Она принималась пуще извиняться, а сама была веселая — развеселая, вся так и светилась, и все горело и кипмя кипело в ее руках, как всегда бывало в хорошую минуточку. И живот не мешал, и, главное, все делалось будто само по себе, без ее, мамкиного, участия, без всяких хлопот. Деревянные, побелелые от старости, закусанные ложки — для хозяев и почти новые, в красно — золотых разводах и цветах — сбереженные для гостей, вилки с кривыми, начищенными до блеска зубьями, широкий острый нож, стеклянная, блюдцем, праздничная солонка с отбитым краем, полнехонькая соли, прилетев стремглав с кухни, из суднавки, сами поспешно находили свои места на столе. Свежий каравай хлеба, большой, высокий, без примеси, будто нарочно выпеченный для такого редкого, радостного случая, гнулся и дышал под ножом, когда его резали, — до того был мягкий, пышный. Каждый толстый, щедрый кусок распрямлялся на глиняной тарелке во весь рост, и куча ломтей все увеличивалась, как гора, и отец не хмурился, не жевал пустыми скулами, а только довольно разглаживал свои кошачьи усы, поглядывая на старания матери.
— Кабы я знала, кабы я ведала, одним краем уха слышала… Можно было успеть на станцию сбегать, в то же Петровское — бутылочка‑то непременно и сыскалась бы, — горевала Шуркина мамка.
— Да будет тебе, Пелагея Ивановна, — остановил ее дядя Родя, усаживаясь с женой по требованию Шуркиного отца в красный угол, под образа. — Мы сегодня и без вина все пьяны, — усмехнулся он.
— Пьянешеньки, веселешеньки! — громко, счастливо подхватила тетя Клавдия, смеясь и покашливая, прикрывая рот ладонью. Она тут же отняла руку — из бледно — розово — сиреневой стала румяной — разрумяной, не видать веснушек, один пожар, разгораясь, полыхал по ее худым, веселым щекам. — Я с утра незнаемо как пьяная хожу, — призналась она, — Не поверишь, Поля, что со мной нонче приключилось, вот глупая‑то… Солнышко в окно заглядывает, прямо стучится давным — давно; петухи орут на дворе; Васильевы бабы, слышу, за водой который раз на колодец бегут, ведрами гремят, а я встать не могу — неохота, и все тут.
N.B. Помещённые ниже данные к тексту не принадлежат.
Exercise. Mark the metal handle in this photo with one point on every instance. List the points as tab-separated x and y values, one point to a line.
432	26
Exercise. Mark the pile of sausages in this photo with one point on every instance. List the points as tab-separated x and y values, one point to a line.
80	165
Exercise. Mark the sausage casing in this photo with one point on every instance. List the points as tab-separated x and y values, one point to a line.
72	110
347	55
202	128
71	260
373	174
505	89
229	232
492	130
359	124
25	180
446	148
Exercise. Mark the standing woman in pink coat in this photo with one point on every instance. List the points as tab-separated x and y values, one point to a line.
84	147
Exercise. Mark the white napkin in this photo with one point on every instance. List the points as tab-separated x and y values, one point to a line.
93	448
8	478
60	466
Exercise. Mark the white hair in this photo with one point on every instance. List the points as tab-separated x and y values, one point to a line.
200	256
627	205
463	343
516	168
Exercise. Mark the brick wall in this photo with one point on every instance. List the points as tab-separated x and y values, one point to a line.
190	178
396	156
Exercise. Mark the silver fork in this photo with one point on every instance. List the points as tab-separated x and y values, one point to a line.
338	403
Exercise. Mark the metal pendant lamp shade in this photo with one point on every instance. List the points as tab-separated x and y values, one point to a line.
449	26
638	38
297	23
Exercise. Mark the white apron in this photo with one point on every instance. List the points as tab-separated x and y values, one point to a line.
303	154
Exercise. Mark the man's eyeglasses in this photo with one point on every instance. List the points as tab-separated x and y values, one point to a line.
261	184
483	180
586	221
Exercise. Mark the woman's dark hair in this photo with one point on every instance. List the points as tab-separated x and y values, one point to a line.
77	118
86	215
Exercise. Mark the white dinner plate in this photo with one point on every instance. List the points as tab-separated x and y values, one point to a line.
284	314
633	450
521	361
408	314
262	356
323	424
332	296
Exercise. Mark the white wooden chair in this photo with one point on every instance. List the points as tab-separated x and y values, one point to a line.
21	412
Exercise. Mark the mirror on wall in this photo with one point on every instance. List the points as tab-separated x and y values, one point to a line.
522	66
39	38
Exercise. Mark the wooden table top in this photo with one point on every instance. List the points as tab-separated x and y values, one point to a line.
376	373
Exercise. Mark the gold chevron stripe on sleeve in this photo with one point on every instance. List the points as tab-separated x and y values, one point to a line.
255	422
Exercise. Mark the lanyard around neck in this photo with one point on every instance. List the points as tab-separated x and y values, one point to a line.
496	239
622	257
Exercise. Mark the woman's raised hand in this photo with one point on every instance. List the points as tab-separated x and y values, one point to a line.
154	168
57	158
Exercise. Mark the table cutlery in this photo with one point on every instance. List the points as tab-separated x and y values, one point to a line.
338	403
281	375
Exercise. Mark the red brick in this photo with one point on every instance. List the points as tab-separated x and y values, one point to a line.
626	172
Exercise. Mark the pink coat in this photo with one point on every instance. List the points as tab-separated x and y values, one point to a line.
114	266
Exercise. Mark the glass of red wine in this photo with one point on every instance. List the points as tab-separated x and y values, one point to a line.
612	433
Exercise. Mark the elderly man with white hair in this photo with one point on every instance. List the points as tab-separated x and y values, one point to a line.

Печь надобно топить, ребят кормить, нет, лежу и лежу — воскресенье… «Может, — гадаю, — он, Роденька, седня и нагрянет, давно обещался на поправку приехать из лазарета. До нас из Питера рукой подать; только бы выписали, разрешили побывку, живехонько прикатит. И день красный; в такой день одна радость ходит по домам. Ну‑ка заглянет и ко мне наконец?.. Господи! — молюсь тихомолком, дура. — Тебе все едино, когда его, Роденьку, привезти домой. Уж сделай мне, грешной, глупой, несказанную милость, осчастливь хоть раз в жизни, привези на нонешнем поезде, на почтовом, утреннем. А со станции сюда, в усадьбу, доведи живого — невредимого, сию минуточку!..» Ох, день‑то такой, и не выскажешь, глазам больно!
Яшкина мать, жмурясь, закрылась на недолго платком, помолчала.
— «Да что же это я, барыня, прохлаждаюсь на самом деле? — ругаю себя. — Богу кланяюсь, молюсь, а сама с ленью — матушкой под ручку гуляю! Давай хоть лепешек пресных напеку для праздника, — не хитро и больно кстати. Вставай, лежебока, берись за муку, немножко ее осталось, а жалеть нечего…» Сержусь про себя, а все не поднимаюсь, такая почему‑то бцепень взяла, оторопь навалилась на меня, руки — ноги не шевелятся, онемели. И все‑то я прислушиваюсь, настораживаю ухо: не застучит ли в сенях… И ведь застучало! Поля, родимая, слышу, в самую нашу дверь стучит кто‑то. Сердце у меня, как водится, упало, дрожь бьет, а встать не могу и не могу. «Не заперто», — еле выговариваю. Откашлялась, отдышалась, спрашиваю: «Ты, что ль, Дарья?..» И знаю, чую: не Дарья, это он, Роденька, стоит в сенях, а сама спрашиваю… Ведь вот что с радости бывает!